The business of medicine

Sometime between my first day of medical school and entering private practice accountants arrived on the scene changing the practice of medicine into the business of medicine. Caring physicians became more interested in reimbursement than in the patients sitting in their exam rooms. More ancillary personnel were hired, not to facilitate patient care, which was now secondary, but to bill and collect money from insurance companies which are the real consumers of health care services.


In 1929 at the hospital where I currently practice, the first health insurance plan was fashioned to allow school teachers to spend 21 days a year in the hospital if they became ill. The cost each year: Six dollars a teacher. In a time of rather unsophisticated technology Blue Cross and Blue Shield of Texas easily turned a profit. From this humble beginning the health insurance industry has grown to a to a multi-trillion dollar business demanding a larger and larger portion of the annual gross national product and making health care outrageously expensive for those who pick up the tab.


Patients and providers alike are complicit in this growing problem.
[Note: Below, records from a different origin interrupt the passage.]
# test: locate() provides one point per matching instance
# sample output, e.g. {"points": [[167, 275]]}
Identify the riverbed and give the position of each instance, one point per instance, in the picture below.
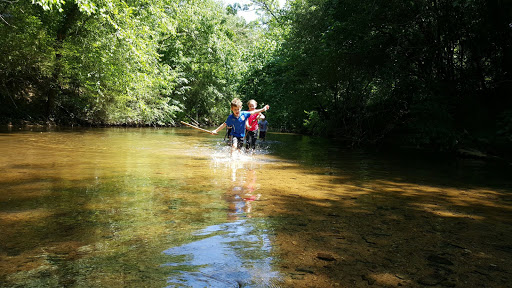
{"points": [[173, 207]]}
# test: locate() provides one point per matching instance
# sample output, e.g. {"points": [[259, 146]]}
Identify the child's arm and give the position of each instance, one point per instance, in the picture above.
{"points": [[259, 110], [215, 132]]}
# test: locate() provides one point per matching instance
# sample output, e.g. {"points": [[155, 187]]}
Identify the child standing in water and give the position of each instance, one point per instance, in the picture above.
{"points": [[251, 125], [236, 121]]}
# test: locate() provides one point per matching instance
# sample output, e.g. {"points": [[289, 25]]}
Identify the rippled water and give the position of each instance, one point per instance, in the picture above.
{"points": [[171, 207]]}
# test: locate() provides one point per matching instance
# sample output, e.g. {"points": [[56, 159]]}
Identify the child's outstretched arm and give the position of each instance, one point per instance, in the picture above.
{"points": [[260, 110], [215, 132]]}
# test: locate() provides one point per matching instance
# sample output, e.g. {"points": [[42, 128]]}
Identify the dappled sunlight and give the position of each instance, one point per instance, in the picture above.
{"points": [[128, 209]]}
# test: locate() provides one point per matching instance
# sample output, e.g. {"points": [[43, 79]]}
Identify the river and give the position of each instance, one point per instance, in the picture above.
{"points": [[171, 207]]}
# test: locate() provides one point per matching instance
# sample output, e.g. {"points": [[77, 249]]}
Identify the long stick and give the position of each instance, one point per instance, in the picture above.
{"points": [[195, 127]]}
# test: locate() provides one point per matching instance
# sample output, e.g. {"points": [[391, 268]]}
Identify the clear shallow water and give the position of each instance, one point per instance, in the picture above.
{"points": [[171, 207]]}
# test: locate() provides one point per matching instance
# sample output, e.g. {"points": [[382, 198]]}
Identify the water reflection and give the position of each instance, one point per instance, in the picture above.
{"points": [[232, 254]]}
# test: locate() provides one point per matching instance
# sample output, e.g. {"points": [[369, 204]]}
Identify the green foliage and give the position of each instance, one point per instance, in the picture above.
{"points": [[428, 73], [364, 71]]}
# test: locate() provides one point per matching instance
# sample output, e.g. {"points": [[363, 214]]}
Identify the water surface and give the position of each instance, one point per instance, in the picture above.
{"points": [[170, 207]]}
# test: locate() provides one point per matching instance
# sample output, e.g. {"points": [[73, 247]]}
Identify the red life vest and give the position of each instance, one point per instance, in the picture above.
{"points": [[252, 122]]}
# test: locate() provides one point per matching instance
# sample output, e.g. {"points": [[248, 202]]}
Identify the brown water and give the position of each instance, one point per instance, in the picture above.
{"points": [[171, 207]]}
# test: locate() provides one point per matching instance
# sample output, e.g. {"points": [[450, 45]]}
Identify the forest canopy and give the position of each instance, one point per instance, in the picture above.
{"points": [[433, 74]]}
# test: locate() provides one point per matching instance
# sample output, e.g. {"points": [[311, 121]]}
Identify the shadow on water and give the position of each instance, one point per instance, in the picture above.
{"points": [[402, 219], [172, 208], [233, 254]]}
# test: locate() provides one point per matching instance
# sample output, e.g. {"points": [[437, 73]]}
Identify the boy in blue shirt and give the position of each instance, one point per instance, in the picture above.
{"points": [[236, 121]]}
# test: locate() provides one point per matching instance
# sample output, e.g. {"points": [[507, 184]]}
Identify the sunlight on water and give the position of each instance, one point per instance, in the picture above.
{"points": [[173, 207], [234, 254]]}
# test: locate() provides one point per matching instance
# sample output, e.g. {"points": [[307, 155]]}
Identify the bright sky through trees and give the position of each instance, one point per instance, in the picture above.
{"points": [[251, 14]]}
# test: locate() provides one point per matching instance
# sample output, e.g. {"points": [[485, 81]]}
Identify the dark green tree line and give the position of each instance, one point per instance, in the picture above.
{"points": [[426, 73]]}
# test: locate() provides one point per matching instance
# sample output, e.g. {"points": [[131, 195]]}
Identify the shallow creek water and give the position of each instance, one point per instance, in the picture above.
{"points": [[171, 207]]}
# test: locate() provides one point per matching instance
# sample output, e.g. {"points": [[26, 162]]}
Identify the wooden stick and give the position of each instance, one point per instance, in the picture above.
{"points": [[197, 128]]}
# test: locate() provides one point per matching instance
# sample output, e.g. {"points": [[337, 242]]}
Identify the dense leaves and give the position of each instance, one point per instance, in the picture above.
{"points": [[424, 73]]}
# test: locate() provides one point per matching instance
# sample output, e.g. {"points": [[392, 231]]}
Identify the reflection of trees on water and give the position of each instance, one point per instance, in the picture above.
{"points": [[233, 254], [242, 193]]}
Patients schedule innumerable visits with physicians asking for every avaliable test because the health care premiums are a benefit provided by their employers. Little thought is given to the real cost or the real need when all that is required of the patient is a twenty dollar copay. What else can be purchased for twenty dollars today? The real cost is often hidden from the patient who pays little attention to the cost of the health insurance or the true charge for a visit. Health care providers are happy to serve the consumers with unnecessary tests and procedures increasing revenue but not necessarily improving health.